Société

Une moyenne nationale de 1000 grossesses, Sédhiou à 139 cas l’an dernier

sudonline

Le groupe pour l’étude et l’enseignement de la population (GEEP), en partenariat avec l’UNFPA, a organisé un atelier de deux jours à Sédhiou, les 25 et 26 juin dernier dans le but de réduire la vulnérabilité des jeunes et des adolescents. C’est en réponse à la prévalence de la Covid-19 et surtout aux grossesses et mariages précoces, les droits des adolescents et pour mieux faire connaitre les peines encourues en cas d’atteinte à ces droits. La prévalence des 1000 cas de grossesses précoces au Sénégal et les 139 constatés à Sédhiou ne sont guère rassurants, dit-on.

Tenu à Sédhiou, le vendredi 25 et samedi 26 juin dernier, cet atelier de renforcement de capacités porte sur la prévention à Covid-19 mais surtout les grossesses précoces, les droits des adolescents et jeunes en santé de la reproduction ainsi que les peines encourues en cas de violation des droits. Ces modules sont destinés aux élèves des clubs d’éducation à la vie. LEA), les professeurs encadreurs (PRT) et les parents. C’est une initiative du GEEP (Groupe pour l’étude et l’enseignement de la population) de concert avec l’UNFPA. Mamadou Elimane Kane le chargé de programme à la coordination nationale du GEEP indique que « le programme s’appelle zéro grossesse dans l’espace scolaire. Notre ambition est de réduire de 50% les grossesses précoces d’ici à 2030. Actuellement, nous sommes autour de 1000 grossesses non désirées dans les collèges et lycées du Sénégal.
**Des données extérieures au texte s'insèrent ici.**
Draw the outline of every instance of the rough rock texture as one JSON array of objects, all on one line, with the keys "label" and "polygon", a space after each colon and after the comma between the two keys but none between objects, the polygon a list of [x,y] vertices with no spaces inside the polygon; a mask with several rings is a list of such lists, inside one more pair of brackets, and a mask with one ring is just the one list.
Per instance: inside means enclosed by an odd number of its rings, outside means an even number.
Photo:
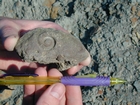
[{"label": "rough rock texture", "polygon": [[27,32],[19,39],[15,49],[26,62],[53,63],[60,71],[79,64],[89,56],[79,39],[51,28]]},{"label": "rough rock texture", "polygon": [[[130,81],[82,87],[84,105],[140,105],[139,0],[1,0],[0,11],[18,19],[53,20],[79,38],[92,57],[79,75],[96,72]],[[0,104],[15,105],[22,100],[18,94],[19,87]]]}]

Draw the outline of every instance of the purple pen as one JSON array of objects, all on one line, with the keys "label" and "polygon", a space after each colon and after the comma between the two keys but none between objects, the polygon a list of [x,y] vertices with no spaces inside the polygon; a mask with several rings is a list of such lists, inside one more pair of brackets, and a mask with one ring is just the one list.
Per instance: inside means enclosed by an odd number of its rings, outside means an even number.
[{"label": "purple pen", "polygon": [[64,76],[61,78],[61,83],[78,86],[109,86],[111,82],[109,77],[104,76],[97,76],[95,78]]}]

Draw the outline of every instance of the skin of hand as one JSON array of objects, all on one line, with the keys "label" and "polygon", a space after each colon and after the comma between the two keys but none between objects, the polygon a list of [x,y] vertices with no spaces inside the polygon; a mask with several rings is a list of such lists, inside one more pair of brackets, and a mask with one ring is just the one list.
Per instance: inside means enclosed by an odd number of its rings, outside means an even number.
[{"label": "skin of hand", "polygon": [[[33,68],[33,70],[35,70],[34,73],[41,76],[62,76],[62,74],[56,69],[51,69],[46,72],[47,67],[41,67],[35,63],[23,62],[14,51],[14,47],[18,39],[24,33],[38,27],[54,28],[56,30],[67,32],[61,26],[49,21],[17,20],[7,17],[0,17],[1,70],[9,73],[21,72],[23,68],[23,71]],[[89,55],[86,60],[68,69],[68,74],[75,74],[83,66],[89,65],[90,61],[91,58]],[[48,88],[44,85],[25,85],[23,103],[25,103],[25,105],[33,105],[34,103],[37,105],[82,105],[81,91],[79,86],[64,86],[61,83],[54,84]]]}]

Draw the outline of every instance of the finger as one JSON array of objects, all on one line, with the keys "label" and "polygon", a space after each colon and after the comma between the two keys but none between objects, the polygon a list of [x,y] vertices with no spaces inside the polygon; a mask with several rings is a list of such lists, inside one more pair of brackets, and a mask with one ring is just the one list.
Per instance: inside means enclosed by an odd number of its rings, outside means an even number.
[{"label": "finger", "polygon": [[53,84],[42,94],[36,105],[60,105],[64,94],[65,86],[63,84]]},{"label": "finger", "polygon": [[66,105],[82,105],[82,95],[79,86],[66,86]]},{"label": "finger", "polygon": [[25,85],[24,86],[23,105],[33,105],[34,104],[34,91],[35,91],[35,85]]},{"label": "finger", "polygon": [[66,96],[65,95],[60,100],[60,104],[59,105],[66,105]]},{"label": "finger", "polygon": [[3,26],[0,30],[0,37],[4,48],[8,51],[13,51],[17,40],[19,39],[18,29],[11,26]]},{"label": "finger", "polygon": [[[35,71],[39,76],[47,76],[46,69],[43,67],[38,68]],[[36,85],[35,86],[35,101],[42,95],[42,93],[46,90],[46,85]],[[36,103],[36,102],[35,102]]]},{"label": "finger", "polygon": [[88,56],[87,59],[85,59],[84,61],[80,62],[78,65],[68,69],[68,74],[69,75],[73,75],[75,74],[76,72],[78,72],[82,67],[84,66],[88,66],[91,62],[91,57],[90,55]]},{"label": "finger", "polygon": [[60,77],[62,74],[57,69],[51,69],[48,71],[48,76],[50,77]]}]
En 2014, quand on a commencé, on était à 1971 cas et maintenant c’est autour de 1000 par an. C’est déjà beaucoup », déplore-t-il. Venu présider la cérémonie d’ouverture au nom de l’inspecteur d’académie empêché, Lamine Sylla, le secrétaire général de l’inspection d’académie de Sédhiou a fait l’état des lieux dans la région avant de formuler des recommandations : « l’année dernière, il y a eu 139 grossesses non désirées et précoces dans les établissements scolaires de la région de Sédhiou. Il y’en a même qui ont juste 11 ans; çà, c’est vraiment préoccupant. Souvent, ce sont des filles qui ne sont pas mariées, celles qui le sont ont généralement des maris expatriés qui ne viennent ici que très rarement. Il faut une sensibilisation accrue mais aussi vulgariser les peines encourues », a souligné M Sylla.

La fille Fatoumata Sy en classe de Terminale au lycée Balla Moussa Daffé exhorte ses camarades à la vigilance : « cela me fait énormément de peine de voir des filles aptes à réussir être fauchées à mi-chemin pour des raisons de grossesse. Je leur demande d’être plus vigilantes et aux autorités de renforcer la sensibilisation » dit-elle. Enfin et dans sa communication, Bourama Mangal le coordonnateur régional du GEEP à Sédhiou a invité toutes les familles d’acteur du système éducatif à une synergie des efforts pour épargner les jeunes générations de ces fléaux qui fâchent.